Showing posts with label sharing grief. Show all posts
Showing posts with label sharing grief. Show all posts

Tuesday, 8 October 2013

Learning from the commonality of grief

Interesting stuff recently on the Good Funeral Guide, about grief, had me thinking.

“I’ve lost him; but we had a good life. Now he’s gone, I can hold that much close to me out of the desolation.”

Grief on your own can be desolating. Perhaps a shared grief is a less desolating pain?


Maybe dealing with grief, one’s own and other people’s, can sometimes move us gently backwards from the immediate pain to a position of acceptance, a wider view.



That distancing is not the same as avoidance; it could be a wider view than the immediate pain of bereavement. It could be, in a positive way, a possible easement. It could involve feeling a link to the generality of suffering as a constant in the world, and placing a single loss in that wider field.

People need to share their grief, and their fear of mortality, in some way or other, whether it's in a big wailing session, or by a restrained, oblique comment - or just a hug. We need to know that other people get how we feel. When they do so, it makes a powerful bond, and perceived break-outs from that bond may be harshly treated - that's what this GFG posting "altered identity" suggests to me. (Cursor over the title above will take you there, thanks Sir Tim B-L.) 

Those combat troops who return from a war have commented on the powerful bond between them, which comes not just from the dangers of battle, but from shared loss.



In a (happily!) more mundane way, perhaps funeral work can also move us gently back from the potential or actual pain of our own mortality, and the pain of those close to us, by continually making us experience loss as a generality.
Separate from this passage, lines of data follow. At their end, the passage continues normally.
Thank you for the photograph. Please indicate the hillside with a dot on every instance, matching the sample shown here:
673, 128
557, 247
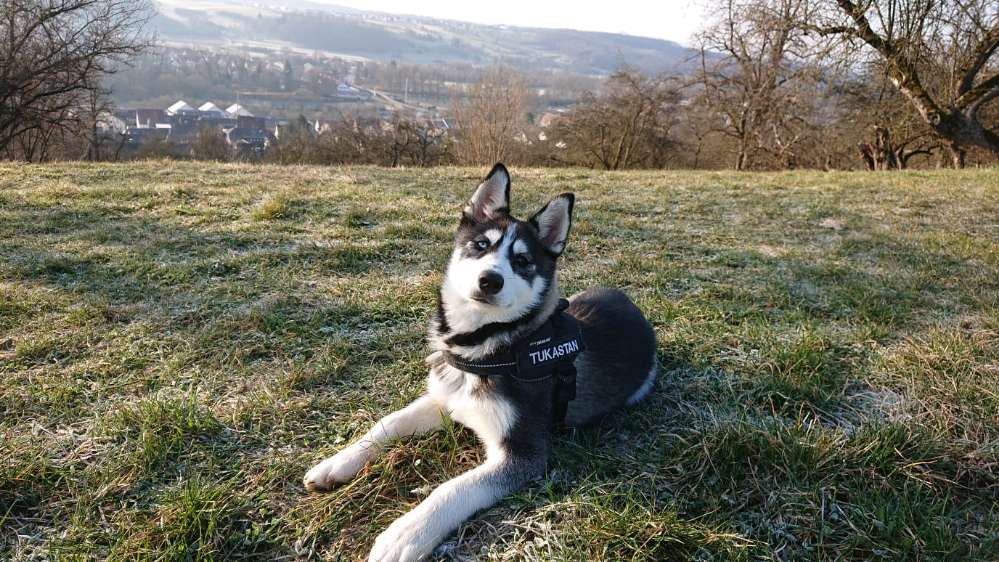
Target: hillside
309, 27
179, 342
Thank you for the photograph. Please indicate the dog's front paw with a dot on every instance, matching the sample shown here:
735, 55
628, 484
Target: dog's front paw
337, 469
407, 539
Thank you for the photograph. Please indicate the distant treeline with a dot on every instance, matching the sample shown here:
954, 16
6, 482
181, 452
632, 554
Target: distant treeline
779, 84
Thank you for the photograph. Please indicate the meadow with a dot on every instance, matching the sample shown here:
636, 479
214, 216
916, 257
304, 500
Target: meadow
180, 342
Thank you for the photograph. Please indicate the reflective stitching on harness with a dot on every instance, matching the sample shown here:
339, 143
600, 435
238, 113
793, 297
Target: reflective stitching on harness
458, 363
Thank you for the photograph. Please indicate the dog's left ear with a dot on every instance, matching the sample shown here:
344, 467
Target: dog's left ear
553, 222
491, 198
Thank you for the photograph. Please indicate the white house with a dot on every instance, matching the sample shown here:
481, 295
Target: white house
236, 110
211, 111
181, 108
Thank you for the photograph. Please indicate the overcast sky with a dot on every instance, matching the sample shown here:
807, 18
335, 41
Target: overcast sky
664, 19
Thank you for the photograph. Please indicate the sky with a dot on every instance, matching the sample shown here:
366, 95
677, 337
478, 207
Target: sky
675, 20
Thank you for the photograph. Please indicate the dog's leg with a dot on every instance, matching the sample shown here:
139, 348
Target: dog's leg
414, 535
419, 417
In the same way, shared joy widens its effects on us.


Sunday, 7 February 2010

what are funerals for?

I'll trundle a bit further down this particular branch line in my meandering journey to the heart of mortality (modest aim, I know..) because these immediate questions about funerals are important, to me and others.

Charles, in his comment on my last posting, is thought-provoking and interesting, as ever. He prompts me to ask a question: what is a funeral for? Are they as useless at achieving what they set out to do as Charles suggests? So leaving "are funerals any good?" for a blog soon, I'll look now at what funerals are apparently for.

1. Let's be direct about this - there is a body to dispose of. It needs to be put in the ground, or burned. ( The Towers of Silence/Sky Burial method is not really an option for us here and now - is it?) However sad we may feel about it, the thing is finished with. It once embodied that distinctive wave of energy we call a human life. It no longer does. So a funeral is a ceremony preceding the disposal of a body. This basic function creates a certain imperative. (Not, of course, that it is necessary to have a funeral in order to dispose of a body at a crematoriuum or a burial ground. You just need certain documents and some money! Incidentally, http://www.naturaldeath.org.uk/
will give you a lot of very helpful and independent advice about funerals, from a particular point of view, if you're looking for advice.)

2. The mourners present need to be helped towards a new relationship with that body. It has changed from an embodied life to a body that may still symbolise, very powerfully, that life, but is not any longer that person. (I've looked at this in an earlier post.) In short, mourners need to release the body and stay with the life they remember, the life that has been part of their lives and is still therefore part of them. It's time to let go of the physical thing, it can no longer be part of their lives. A body is no longer a person. That bit hurts, and a funeral has a function in relation to that hurt.

3. The mourners need a chance to relate their specific loss to wider patterns of human life and death, within a set of religious or secular concepts and emotions. They need to find some larger meanings to relate to. Few of us can actually live with the idea that a life is meaningless - humans build meanings, and someone's absence needs to be built into the lives of those present. At a more personal level, reassurances may be needed that the life that is over means something to other people, especially if it has been a humble, nondescript sort of existence. (The mourners of big-shots may have different needs at this point..!)

4. The mourners may need, may be looking for, some consolation or comfort in what the funeral means to them. This may be even more important for non-religious people, who don't believe, or at least are not certain about, meeting up in a supernatural world (a life beyond this one.)

5. The mourners need to share this event as a group. not just suffer it individually. There is grief to express; a ceremony, a ritual even, may give voice to that grief in other than purely personal, individual terms. This shared expression, in our culture, may be fairly reserved and low-keyed - we don't ullulate much - but it is still there.

6. There is a life to be informed about, perhaps to wonder at, certainly to celebrate if possible.Though not every life can be celebrated. "We are here to celebrate the life of Adolf Hitler" would have been a bad start to a funeral - I'd have wanted to celebrate his death.

These seem to me to be what a funeral is for. No doubt there are other functions one could identify?